My guest on this Markham On Energy podcast is someone I interview regularly about the Alberta oil sands, especially to explain the economics of an industry that is difficult for outsiders to understand. Kevin Birn is the IHS MarkIt director of the Oil Sands Dialogue. He holds an undergraduate degree in business and a graduate degree in economics from the University of Alberta.​ Prior to joining IHS, Birn held various senior positions with the Canadian Department of Natural Resources. His expertise includes Canadian oil sands development, oil sands cost and competitiveness, Canadian pipelines infrastructure, crude oil markets, crude-by-rail, crude oil life-cycle analysis and Canadian energy policy.​

oil sands
Kevin Birn, director for IHS Energy.

The oil sands has always been considered a high cost, marginal barrel of oil. While that may have been true even up to a few years ago, the reality is changing rapidly as producers respond to the challenge of a low price environment that this time may be structural instead of cyclical.

But the reputation is hard to shake.

When Stanford lecturer Tony Seba released his highly publicized study on electric vehicles and Transportation as a Service a few months ago, he estimated the impact of reduced demand on what he considered high cost oil production and concluded that the oil sands would be one of the first basins displaced by electricity. “…more than half of oil production in Canada” will be stranded, according to Rethinking Transportation 2020-2030: The Disruption of Transportation and the Collapse of the Internal-Combustion Vehicle and Oil Industries.

Last May, when I debated Dr. Gordon Cornwall of the Green Party of Canada in Vancouver about the oil sands and the Trans Mountain Expansion, my explanation of how the oil sands was driving down costs was dismissed as a “technical trick.”

There’s nothing tricky about new technologies. Birns explains how both the in situ producers (e.g. Cenovus) and the miners (e.g. Suncor, Imperial Oil) are innovating to become more competitive.

In fact, on the in situ side, costs are so low now – with cash operating costs in the $7 to $8 range – that the best producers are competitive with the second tier of American shale producers, according to Birn.

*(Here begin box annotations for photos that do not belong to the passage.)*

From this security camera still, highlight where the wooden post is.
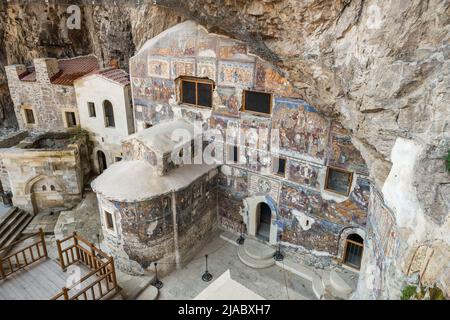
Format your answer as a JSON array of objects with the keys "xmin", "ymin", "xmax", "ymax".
[
  {"xmin": 0, "ymin": 257, "xmax": 6, "ymax": 279},
  {"xmin": 39, "ymin": 228, "xmax": 48, "ymax": 258},
  {"xmin": 109, "ymin": 257, "xmax": 120, "ymax": 291},
  {"xmin": 56, "ymin": 239, "xmax": 66, "ymax": 271},
  {"xmin": 63, "ymin": 287, "xmax": 69, "ymax": 300}
]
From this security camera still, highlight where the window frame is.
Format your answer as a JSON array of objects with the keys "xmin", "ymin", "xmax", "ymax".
[
  {"xmin": 103, "ymin": 209, "xmax": 116, "ymax": 234},
  {"xmin": 102, "ymin": 99, "xmax": 116, "ymax": 129},
  {"xmin": 22, "ymin": 107, "xmax": 37, "ymax": 126},
  {"xmin": 226, "ymin": 144, "xmax": 239, "ymax": 164},
  {"xmin": 272, "ymin": 156, "xmax": 287, "ymax": 178},
  {"xmin": 178, "ymin": 76, "xmax": 216, "ymax": 110},
  {"xmin": 64, "ymin": 111, "xmax": 78, "ymax": 128},
  {"xmin": 324, "ymin": 167, "xmax": 353, "ymax": 196},
  {"xmin": 342, "ymin": 237, "xmax": 364, "ymax": 271},
  {"xmin": 242, "ymin": 90, "xmax": 273, "ymax": 117},
  {"xmin": 87, "ymin": 101, "xmax": 97, "ymax": 118}
]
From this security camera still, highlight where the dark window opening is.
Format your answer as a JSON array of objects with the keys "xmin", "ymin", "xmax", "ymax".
[
  {"xmin": 103, "ymin": 100, "xmax": 116, "ymax": 128},
  {"xmin": 325, "ymin": 168, "xmax": 353, "ymax": 195},
  {"xmin": 66, "ymin": 112, "xmax": 77, "ymax": 128},
  {"xmin": 181, "ymin": 79, "xmax": 213, "ymax": 108},
  {"xmin": 243, "ymin": 90, "xmax": 272, "ymax": 114},
  {"xmin": 105, "ymin": 211, "xmax": 114, "ymax": 230},
  {"xmin": 25, "ymin": 109, "xmax": 35, "ymax": 124},
  {"xmin": 273, "ymin": 158, "xmax": 286, "ymax": 177},
  {"xmin": 344, "ymin": 234, "xmax": 364, "ymax": 270},
  {"xmin": 88, "ymin": 102, "xmax": 97, "ymax": 118}
]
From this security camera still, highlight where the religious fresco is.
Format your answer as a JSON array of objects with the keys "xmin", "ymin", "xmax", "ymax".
[
  {"xmin": 254, "ymin": 59, "xmax": 299, "ymax": 98},
  {"xmin": 171, "ymin": 59, "xmax": 195, "ymax": 79},
  {"xmin": 328, "ymin": 122, "xmax": 369, "ymax": 175},
  {"xmin": 239, "ymin": 114, "xmax": 272, "ymax": 151},
  {"xmin": 130, "ymin": 55, "xmax": 148, "ymax": 78},
  {"xmin": 218, "ymin": 61, "xmax": 254, "ymax": 88},
  {"xmin": 272, "ymin": 97, "xmax": 329, "ymax": 164},
  {"xmin": 114, "ymin": 196, "xmax": 173, "ymax": 245},
  {"xmin": 213, "ymin": 87, "xmax": 241, "ymax": 117},
  {"xmin": 132, "ymin": 78, "xmax": 175, "ymax": 102},
  {"xmin": 134, "ymin": 99, "xmax": 173, "ymax": 125},
  {"xmin": 219, "ymin": 39, "xmax": 251, "ymax": 61},
  {"xmin": 197, "ymin": 58, "xmax": 217, "ymax": 82},
  {"xmin": 147, "ymin": 56, "xmax": 170, "ymax": 79},
  {"xmin": 279, "ymin": 207, "xmax": 340, "ymax": 254},
  {"xmin": 197, "ymin": 35, "xmax": 218, "ymax": 61},
  {"xmin": 286, "ymin": 159, "xmax": 320, "ymax": 189}
]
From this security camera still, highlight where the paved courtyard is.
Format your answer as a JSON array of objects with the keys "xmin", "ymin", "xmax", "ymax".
[{"xmin": 158, "ymin": 236, "xmax": 315, "ymax": 300}]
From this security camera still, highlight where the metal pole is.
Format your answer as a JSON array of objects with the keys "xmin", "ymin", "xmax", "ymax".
[{"xmin": 202, "ymin": 255, "xmax": 213, "ymax": 282}]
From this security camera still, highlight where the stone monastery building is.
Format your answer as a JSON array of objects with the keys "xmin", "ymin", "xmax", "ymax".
[{"xmin": 0, "ymin": 21, "xmax": 422, "ymax": 293}]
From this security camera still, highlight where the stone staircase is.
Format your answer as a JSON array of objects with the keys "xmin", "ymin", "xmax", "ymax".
[
  {"xmin": 238, "ymin": 238, "xmax": 275, "ymax": 269},
  {"xmin": 0, "ymin": 207, "xmax": 33, "ymax": 254}
]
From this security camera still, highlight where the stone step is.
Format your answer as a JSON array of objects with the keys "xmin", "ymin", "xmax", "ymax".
[
  {"xmin": 136, "ymin": 286, "xmax": 159, "ymax": 300},
  {"xmin": 0, "ymin": 210, "xmax": 33, "ymax": 248},
  {"xmin": 238, "ymin": 246, "xmax": 275, "ymax": 269},
  {"xmin": 244, "ymin": 239, "xmax": 275, "ymax": 260},
  {"xmin": 0, "ymin": 208, "xmax": 20, "ymax": 236},
  {"xmin": 330, "ymin": 270, "xmax": 353, "ymax": 299}
]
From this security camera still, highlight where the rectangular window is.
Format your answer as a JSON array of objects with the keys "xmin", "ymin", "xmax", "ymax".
[
  {"xmin": 181, "ymin": 78, "xmax": 213, "ymax": 108},
  {"xmin": 243, "ymin": 90, "xmax": 272, "ymax": 114},
  {"xmin": 273, "ymin": 157, "xmax": 286, "ymax": 177},
  {"xmin": 88, "ymin": 102, "xmax": 97, "ymax": 118},
  {"xmin": 105, "ymin": 211, "xmax": 114, "ymax": 231},
  {"xmin": 24, "ymin": 109, "xmax": 36, "ymax": 124},
  {"xmin": 66, "ymin": 112, "xmax": 77, "ymax": 128},
  {"xmin": 325, "ymin": 168, "xmax": 353, "ymax": 196},
  {"xmin": 227, "ymin": 145, "xmax": 239, "ymax": 163}
]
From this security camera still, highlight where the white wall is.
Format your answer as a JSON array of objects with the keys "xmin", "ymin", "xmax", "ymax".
[{"xmin": 74, "ymin": 75, "xmax": 134, "ymax": 165}]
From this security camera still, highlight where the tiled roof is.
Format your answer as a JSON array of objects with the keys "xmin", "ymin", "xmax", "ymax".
[
  {"xmin": 51, "ymin": 56, "xmax": 100, "ymax": 86},
  {"xmin": 19, "ymin": 55, "xmax": 100, "ymax": 86},
  {"xmin": 90, "ymin": 68, "xmax": 130, "ymax": 86}
]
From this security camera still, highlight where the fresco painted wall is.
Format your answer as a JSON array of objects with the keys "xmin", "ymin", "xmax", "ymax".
[{"xmin": 130, "ymin": 21, "xmax": 370, "ymax": 262}]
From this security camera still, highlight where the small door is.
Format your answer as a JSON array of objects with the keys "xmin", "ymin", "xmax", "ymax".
[
  {"xmin": 97, "ymin": 150, "xmax": 107, "ymax": 173},
  {"xmin": 257, "ymin": 202, "xmax": 272, "ymax": 241}
]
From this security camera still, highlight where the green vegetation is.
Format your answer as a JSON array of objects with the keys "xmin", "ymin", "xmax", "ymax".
[
  {"xmin": 445, "ymin": 150, "xmax": 450, "ymax": 172},
  {"xmin": 400, "ymin": 284, "xmax": 446, "ymax": 300}
]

And those costs are likely to drop another 20 to 30 per cent over the next decade.

It’s time to change the image of the Alberta oil sands.

1 thought on “Podcast: Plunging oil sands production costs explained, with Kevin Birn of IHS MarkIt”

  1. I agree. Take out the asphaltenes, burn them to make steam instead of natural gas and coinject the flue gas and you have one of the lowest greenhouse gas emissions oils in the world.